自民党憲法改正草案はまったく同意できない

自民党の憲法改正草案は、とにかくひどい。たとえば、自民党草案で新設された第24条「家族、婚姻等に関する基本原則」では「家族は、社会の自然かつ基礎的な単位として、尊重される」としている。しかし、そもそも家族が社会の基礎的な単位であるという定義そのものが2010年代の日本社会ではすでに崩壊しつつある。単身家庭が過半数を占め、結婚制度が衰退していくであろう今後の日本社会を規定していくためには、このような古臭い原則を導入すべきではない。

また現憲法の「公共の福祉」を、改正草案では「公益及び公の秩序」と言い換えている。

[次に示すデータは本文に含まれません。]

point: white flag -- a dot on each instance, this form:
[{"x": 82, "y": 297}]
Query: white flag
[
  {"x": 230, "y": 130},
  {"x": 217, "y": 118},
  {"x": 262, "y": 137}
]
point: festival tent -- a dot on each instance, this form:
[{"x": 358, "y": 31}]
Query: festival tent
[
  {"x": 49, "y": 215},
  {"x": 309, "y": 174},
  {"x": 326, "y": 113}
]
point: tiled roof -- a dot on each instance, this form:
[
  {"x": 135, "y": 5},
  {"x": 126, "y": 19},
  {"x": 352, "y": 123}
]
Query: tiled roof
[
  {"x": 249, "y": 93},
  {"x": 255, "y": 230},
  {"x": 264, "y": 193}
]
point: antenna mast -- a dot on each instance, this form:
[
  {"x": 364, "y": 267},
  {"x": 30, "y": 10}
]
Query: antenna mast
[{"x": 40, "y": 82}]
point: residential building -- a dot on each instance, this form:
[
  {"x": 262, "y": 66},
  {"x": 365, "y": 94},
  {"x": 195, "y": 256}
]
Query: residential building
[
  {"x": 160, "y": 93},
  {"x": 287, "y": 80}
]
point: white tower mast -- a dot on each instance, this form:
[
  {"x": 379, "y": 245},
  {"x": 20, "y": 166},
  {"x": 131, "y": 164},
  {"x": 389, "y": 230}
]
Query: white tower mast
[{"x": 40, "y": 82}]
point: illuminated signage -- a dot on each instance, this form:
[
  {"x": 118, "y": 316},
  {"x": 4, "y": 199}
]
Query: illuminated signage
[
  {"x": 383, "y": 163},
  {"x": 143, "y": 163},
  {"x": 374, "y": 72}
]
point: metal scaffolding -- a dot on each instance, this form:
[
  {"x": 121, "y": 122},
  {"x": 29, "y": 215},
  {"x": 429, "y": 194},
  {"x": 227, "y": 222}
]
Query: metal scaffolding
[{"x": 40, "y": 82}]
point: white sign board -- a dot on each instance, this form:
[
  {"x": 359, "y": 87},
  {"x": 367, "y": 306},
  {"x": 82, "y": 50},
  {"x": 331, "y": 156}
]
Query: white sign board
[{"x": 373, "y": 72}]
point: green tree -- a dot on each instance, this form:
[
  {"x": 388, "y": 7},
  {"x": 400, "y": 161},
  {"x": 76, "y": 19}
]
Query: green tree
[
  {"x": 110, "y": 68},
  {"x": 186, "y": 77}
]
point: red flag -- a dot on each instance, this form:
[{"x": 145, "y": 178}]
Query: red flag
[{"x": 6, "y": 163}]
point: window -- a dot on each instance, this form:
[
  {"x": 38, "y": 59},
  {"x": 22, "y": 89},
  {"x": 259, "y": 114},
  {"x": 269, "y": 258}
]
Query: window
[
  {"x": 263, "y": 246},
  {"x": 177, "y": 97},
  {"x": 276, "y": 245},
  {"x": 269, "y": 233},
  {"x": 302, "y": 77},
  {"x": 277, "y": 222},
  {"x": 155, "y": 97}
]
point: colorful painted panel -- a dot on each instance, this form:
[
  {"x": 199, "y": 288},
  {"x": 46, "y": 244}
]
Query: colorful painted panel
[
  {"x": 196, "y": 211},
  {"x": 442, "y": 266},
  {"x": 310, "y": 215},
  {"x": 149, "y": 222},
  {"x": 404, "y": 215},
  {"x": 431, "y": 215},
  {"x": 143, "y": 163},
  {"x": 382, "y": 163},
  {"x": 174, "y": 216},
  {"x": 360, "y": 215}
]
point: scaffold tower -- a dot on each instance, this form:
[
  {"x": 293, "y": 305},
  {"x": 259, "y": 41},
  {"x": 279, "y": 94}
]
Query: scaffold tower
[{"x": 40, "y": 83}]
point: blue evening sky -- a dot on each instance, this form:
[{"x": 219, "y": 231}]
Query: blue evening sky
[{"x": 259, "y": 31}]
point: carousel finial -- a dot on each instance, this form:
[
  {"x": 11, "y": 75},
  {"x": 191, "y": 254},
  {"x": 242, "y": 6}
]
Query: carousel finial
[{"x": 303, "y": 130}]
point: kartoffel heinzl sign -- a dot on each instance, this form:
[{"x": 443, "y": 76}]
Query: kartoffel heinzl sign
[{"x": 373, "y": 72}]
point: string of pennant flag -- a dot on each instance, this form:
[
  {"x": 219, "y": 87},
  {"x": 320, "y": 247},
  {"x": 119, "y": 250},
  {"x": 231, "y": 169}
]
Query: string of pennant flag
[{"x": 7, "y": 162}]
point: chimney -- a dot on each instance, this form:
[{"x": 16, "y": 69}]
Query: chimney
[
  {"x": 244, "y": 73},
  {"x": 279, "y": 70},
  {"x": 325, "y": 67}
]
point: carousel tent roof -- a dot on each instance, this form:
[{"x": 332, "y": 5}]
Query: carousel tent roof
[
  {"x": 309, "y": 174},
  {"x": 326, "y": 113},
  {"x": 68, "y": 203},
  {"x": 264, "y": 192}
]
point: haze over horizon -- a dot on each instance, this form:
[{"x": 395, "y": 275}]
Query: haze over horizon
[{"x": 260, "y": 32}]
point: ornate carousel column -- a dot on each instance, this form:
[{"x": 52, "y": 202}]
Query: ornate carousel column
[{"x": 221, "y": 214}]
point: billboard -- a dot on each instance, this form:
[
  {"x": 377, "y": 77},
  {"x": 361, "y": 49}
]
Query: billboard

公共の福祉があくまでも「誰かの人権が他者の人権を侵害する場合は、人権は何かしら制約される場合がある」という意味で使われるのに対し、改正草案の「公益及び公の秩序」は、このような人権と人権の相互調整だけでなく、「公」をより広義に解釈している。自民党のウェブサイトの憲法改正案Q&Aでは、こう書いている。

「意味が曖昧である『公共の福祉』という文言を『公益及び公の秩序』と改正することにより、憲法によって保障される基本的人権の制約は、人権相互の衝突の場合に限られるものではないことを明らかにしたものです」

「『公の秩序』とは『社会秩序』のことであり、平穏な社会生活のことを意味します。個人が人権を主張する場合に、他人に迷惑を掛けてはいけないのは、 当然のことです」

まるで古臭い道徳の教科書のような文章だ。しかしこのような「公」の拡大は、国家的な「公」ではなく新しい市民間の公共圏である「共」が求められている最近の社会の流れに、まったく沿っていない。

これからの社会で家族制度や公共圏をどう扱うのかというきわめてクリティカルな社会システムを論じる中で、自民党改正案のこれらの項目はあまりにも……ということだ。

そういうわけで参院選になったわけだけど…

そういう中で参院選がやってきて、改憲勢力(自民・公明・おおさか維新の会など)は、改憲の国民投票を可能にする3分の2の議席をとろうとしている。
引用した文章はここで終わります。